Feel – When observing this team and its behaviors, what do I need to feel?

This is the most nebulous of the categories, but it lays a solid foundation for the ‘why” behind each of your subsequent asks. Beyond the very tangible metrics and information you’ll of course want to know, there’s a certain sense you get from a team, how they are performing and what they are prioritizing. What do you need to feel from that team to feel that they are on the right track?

For example, as I worked through this exercise for my Marketing team, I wrote that I needed to feel we were “balancing long-term strategy with immediate needs to bring in business,” “thinking outside the box” and that “the team is in a good place.”

Know – When not with this team and its leader, what do I need to know? If I’m not in meetings, conversations, decisions, what information needs to make its way to me?

I find this category most challenging because it can easily slip into micromanager territory if you’re not careful, and also it’s the most critical for most managers to be able to let go.

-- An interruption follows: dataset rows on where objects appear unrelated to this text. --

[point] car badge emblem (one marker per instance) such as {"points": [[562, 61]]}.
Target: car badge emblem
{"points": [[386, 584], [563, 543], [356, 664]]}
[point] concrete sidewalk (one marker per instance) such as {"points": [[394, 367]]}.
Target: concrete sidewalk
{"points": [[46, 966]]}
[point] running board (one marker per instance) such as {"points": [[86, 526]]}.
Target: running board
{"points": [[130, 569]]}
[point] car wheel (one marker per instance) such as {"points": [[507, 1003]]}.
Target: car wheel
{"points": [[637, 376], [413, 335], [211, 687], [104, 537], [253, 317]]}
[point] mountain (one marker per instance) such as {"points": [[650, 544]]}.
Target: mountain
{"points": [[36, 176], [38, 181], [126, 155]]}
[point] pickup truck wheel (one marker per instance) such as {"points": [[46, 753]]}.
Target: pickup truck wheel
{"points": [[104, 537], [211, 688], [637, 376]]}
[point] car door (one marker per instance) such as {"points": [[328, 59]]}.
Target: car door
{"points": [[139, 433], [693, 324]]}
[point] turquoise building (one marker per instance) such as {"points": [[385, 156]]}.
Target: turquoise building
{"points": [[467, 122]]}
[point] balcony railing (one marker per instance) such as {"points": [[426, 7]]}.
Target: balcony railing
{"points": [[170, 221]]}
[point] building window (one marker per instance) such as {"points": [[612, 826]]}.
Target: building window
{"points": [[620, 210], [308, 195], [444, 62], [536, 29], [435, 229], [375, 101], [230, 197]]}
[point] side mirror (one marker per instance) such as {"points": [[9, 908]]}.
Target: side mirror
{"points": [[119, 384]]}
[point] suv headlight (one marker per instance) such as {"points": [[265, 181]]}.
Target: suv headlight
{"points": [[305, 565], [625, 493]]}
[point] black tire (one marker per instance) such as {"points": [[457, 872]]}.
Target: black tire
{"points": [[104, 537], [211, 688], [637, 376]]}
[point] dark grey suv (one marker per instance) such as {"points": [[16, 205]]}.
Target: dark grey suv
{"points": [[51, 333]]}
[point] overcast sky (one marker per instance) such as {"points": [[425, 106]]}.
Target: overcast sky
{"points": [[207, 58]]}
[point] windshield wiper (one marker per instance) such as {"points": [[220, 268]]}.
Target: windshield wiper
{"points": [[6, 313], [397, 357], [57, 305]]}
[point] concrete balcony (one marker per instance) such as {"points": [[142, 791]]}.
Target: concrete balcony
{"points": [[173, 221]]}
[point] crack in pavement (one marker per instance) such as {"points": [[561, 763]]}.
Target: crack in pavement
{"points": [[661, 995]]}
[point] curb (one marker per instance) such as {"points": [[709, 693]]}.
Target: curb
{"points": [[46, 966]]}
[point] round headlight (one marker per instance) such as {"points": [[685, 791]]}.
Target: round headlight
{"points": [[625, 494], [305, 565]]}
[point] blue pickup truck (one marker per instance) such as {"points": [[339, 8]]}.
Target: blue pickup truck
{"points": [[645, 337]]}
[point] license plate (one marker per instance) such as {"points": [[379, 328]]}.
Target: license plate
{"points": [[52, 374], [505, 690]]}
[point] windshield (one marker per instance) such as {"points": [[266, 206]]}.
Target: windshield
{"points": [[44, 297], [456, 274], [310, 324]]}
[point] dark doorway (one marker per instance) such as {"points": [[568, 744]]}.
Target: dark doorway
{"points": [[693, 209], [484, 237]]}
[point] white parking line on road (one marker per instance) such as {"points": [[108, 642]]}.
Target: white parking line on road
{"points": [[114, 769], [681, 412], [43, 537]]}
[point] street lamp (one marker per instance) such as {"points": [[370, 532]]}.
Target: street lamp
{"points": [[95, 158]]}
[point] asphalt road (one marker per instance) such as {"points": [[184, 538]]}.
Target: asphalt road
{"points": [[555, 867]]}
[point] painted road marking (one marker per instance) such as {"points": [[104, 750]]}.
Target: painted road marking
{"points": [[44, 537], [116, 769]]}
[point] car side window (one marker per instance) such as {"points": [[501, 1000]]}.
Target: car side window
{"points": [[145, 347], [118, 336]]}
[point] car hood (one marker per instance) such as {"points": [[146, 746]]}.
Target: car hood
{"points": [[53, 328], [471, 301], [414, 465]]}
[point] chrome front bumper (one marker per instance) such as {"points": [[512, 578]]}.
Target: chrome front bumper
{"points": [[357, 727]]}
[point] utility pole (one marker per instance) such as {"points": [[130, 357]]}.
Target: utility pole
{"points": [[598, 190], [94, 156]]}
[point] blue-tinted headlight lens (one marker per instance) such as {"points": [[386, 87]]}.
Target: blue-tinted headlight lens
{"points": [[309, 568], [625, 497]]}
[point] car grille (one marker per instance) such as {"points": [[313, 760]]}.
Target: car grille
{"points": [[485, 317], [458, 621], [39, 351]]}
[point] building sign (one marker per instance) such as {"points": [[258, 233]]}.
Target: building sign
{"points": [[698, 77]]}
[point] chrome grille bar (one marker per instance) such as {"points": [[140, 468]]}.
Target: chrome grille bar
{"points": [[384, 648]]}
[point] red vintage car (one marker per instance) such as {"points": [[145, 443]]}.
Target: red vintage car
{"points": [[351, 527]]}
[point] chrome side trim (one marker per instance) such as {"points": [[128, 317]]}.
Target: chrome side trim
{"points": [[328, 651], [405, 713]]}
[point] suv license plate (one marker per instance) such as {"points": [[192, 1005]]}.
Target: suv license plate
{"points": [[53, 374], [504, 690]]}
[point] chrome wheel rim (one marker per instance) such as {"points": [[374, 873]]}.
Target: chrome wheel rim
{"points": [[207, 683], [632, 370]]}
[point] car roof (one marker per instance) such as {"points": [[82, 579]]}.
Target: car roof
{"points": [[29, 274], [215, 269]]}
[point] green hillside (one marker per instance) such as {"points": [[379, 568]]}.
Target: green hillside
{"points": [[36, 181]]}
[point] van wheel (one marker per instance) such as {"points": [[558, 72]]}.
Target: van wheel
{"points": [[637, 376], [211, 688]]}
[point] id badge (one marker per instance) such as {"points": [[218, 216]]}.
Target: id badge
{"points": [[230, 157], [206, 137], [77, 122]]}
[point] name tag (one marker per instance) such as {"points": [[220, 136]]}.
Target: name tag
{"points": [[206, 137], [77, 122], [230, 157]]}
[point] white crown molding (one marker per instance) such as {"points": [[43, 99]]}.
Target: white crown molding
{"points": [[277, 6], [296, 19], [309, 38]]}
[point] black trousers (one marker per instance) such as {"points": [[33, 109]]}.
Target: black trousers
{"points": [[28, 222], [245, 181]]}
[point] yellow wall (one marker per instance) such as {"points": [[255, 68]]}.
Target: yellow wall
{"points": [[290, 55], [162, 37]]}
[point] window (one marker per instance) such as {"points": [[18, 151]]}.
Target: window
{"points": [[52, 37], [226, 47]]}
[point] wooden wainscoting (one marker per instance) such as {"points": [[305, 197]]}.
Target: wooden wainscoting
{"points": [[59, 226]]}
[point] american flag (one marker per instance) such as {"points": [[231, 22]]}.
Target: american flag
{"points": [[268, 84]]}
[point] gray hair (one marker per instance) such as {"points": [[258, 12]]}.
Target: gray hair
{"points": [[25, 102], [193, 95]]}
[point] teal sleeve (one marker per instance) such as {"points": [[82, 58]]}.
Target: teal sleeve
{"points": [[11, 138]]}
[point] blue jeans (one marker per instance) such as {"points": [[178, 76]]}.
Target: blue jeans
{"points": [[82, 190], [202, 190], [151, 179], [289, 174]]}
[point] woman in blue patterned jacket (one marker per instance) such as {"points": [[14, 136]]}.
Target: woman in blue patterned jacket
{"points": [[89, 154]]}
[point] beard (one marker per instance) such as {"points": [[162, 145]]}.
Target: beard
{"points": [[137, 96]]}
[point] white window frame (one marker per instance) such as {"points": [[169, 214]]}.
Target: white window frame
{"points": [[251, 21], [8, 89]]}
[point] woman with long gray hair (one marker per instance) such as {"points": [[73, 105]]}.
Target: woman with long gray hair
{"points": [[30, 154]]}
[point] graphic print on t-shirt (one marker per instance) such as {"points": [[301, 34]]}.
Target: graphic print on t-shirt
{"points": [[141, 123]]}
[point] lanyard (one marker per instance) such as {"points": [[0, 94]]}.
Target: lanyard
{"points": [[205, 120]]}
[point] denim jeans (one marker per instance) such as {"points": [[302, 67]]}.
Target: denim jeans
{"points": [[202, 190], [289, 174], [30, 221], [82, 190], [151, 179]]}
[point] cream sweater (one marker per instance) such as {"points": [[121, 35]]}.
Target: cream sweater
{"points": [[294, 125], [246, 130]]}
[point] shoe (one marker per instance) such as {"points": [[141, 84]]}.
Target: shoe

And of course, it tends to be the most difficult one for team members to do successfully. 

This exercise allows you to clearly spell out the:

  • Decisions that should be brought to you
  • Cadence and content of updates you need, both about the business and the team
  • Pathways to get your questions answered

To continue with the marketing example, here were some of the things I indicated that I wanted to know:

  • Key projects/priorities and progress
  • How the team members are doing
  • Any significant changes to ads strategy
  • New partnership initiatives
  • Periodic answers to strategic questions (e.g., Is Instagram driving more and more leads?)

It’s important to note that in addition to outlining these “knows,” I also worked with the team lead to determine how, when and where these knows would be communicated. Some would be delivered in reports, others would be surfaced in our one-on-ones, and others would simply be Slack pings. It’s key to match each “know” with the channel that makes the most sense.

See/Measure – What activities do I need to see are taking place? What metrics do I need readily available to tangibly track progress?

The data pieces are really fun because they are always a million times easier to dream up than to implement. We know data is limited and getting what you need can often be a heavy lift. The question here is twofold: are you measuring what actually matters to you, and do you have access to that data? 

So often you inherit an ancient dashboard or continue measuring something because it used to be important. What data points actually indicate the health of the team and correlate with your “knows?” These might be specific metrics (e.g., number of inbound calls booked per week) or insights/plans (e.g., what did we learn from our results this month and what is the plan to adjust going forward?).

To close out my example, here are a just a few of the items I need to see and measure to understand the health of the marketing department:

  • Number of leads in a rolling 7 days
  • Cost per acquisition by lead source
  • What’s performing on social and how that’s impacting our content strategy
  • What’s performing in paid media and how that’s impacting our ads strategy

Similar to with the “knows,” we outlined specifically which reports, dashboards and meetings would be the source of information for each of these “sees” and “measures.” It is likely that you may identify data points you don’t have easy or automated access to. In that case, you can determine a reasonable cadence to pull something together manually or a path to getting the data.

What Comes Next

This is not a user manual so much as a mechanism to get extremely clear regarding expectations. So much stress and frustration at work simply comes from people having different expectations and not knowing it. After this exercise, there should be very few surprises. You’re all aligned on what the team is working toward, what you as a boss are looking for and what their responsibility is to communicate to you.

The next step is to simply let go. Do you really need to be in that meeting? Do you really need to weigh in on that email thread? Is that feedback just your preference or true progress for the team?

Challenge yourself daily to step back and let your team lead. If they flounder, you can always re-engage. But you just might be surprised by how much they thrive.